Homer Protein Increases Activation of Ca²⁺ Sparks in Permeabilized Skeletal Muscle

Members of the Homer family of proteins are known to form multimeric complexes capable of cross-linking plasma membrane channels (e.g. metabotropic glutamate receptor) and intracellular Ca²⁺ release channels (e.g. inositol trisphosphate receptor) in neurons, which potentiates Ca²⁺ release. Recent work has demonstrated direct interaction of Homer proteins with type 1 and type 2 ryanodine receptor (RyR) isoforms. Moreover, Homer proteins have been shown to modulate RyR-dependent Ca²⁺ release in isolated channels as well as in whole cell preparations.
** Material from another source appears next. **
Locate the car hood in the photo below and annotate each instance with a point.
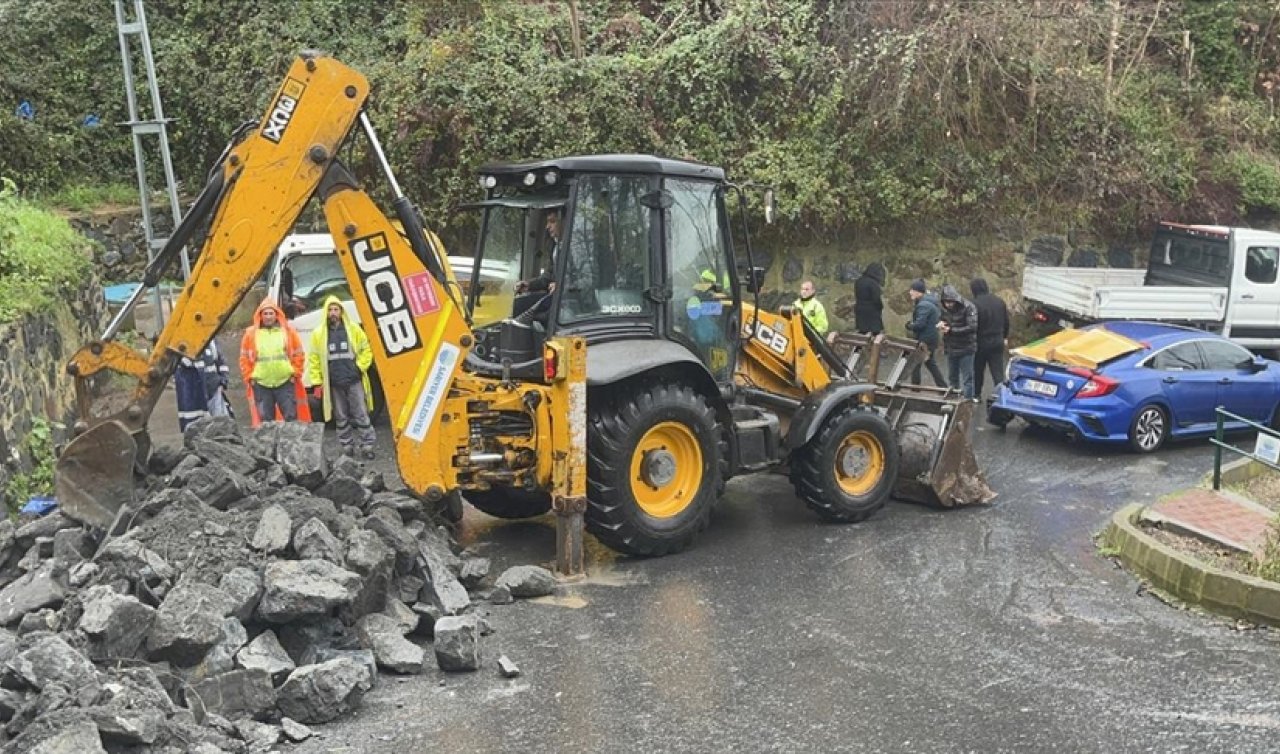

We now show that long and short forms of Homer H1 (H1c and H1-EVH1) are potent activators of Ca²⁺ release via RyR in skeletal muscle fibers (e.g. Ca²⁺ sparks) and potent modulators of ryanodine binding to membranes enriched with RyR, with H1c being significantly more potent than H1-EVH1. Homer did not significantly alter the spatio-temporal properties of the sparks, demonstrating that Homer increases the rate of opening of RyRs, with no change in the overall RyR channel open time and amount of Ca²⁺ released during a spark. No changes in Ca²⁺ spark frequency or properties were observed using a full-length H1c with mutation in the EVH1 binding domain (H1c-G89N). One novel finding with each Homer agonist (H1c and H1-EVH1) was that in combination their actions on [3H]ryanodine binding was additive, an effect also observed for these Homer agonists in the Ca²⁺ spark studies. Finally, in Ca ²⁺ spark studies, excess H1c-G89N prevented the effects of H1c in a dominant negative manner. Taken together our results suggest that the EVH1 domain is critical for the agonist behavior on Ca²⁺ sparks and ryanodine binding, and that the coiled-coil domain, present in long but not short form Homer, confers an increase in agonist potential apparently through the multimeric association of Homer ligand.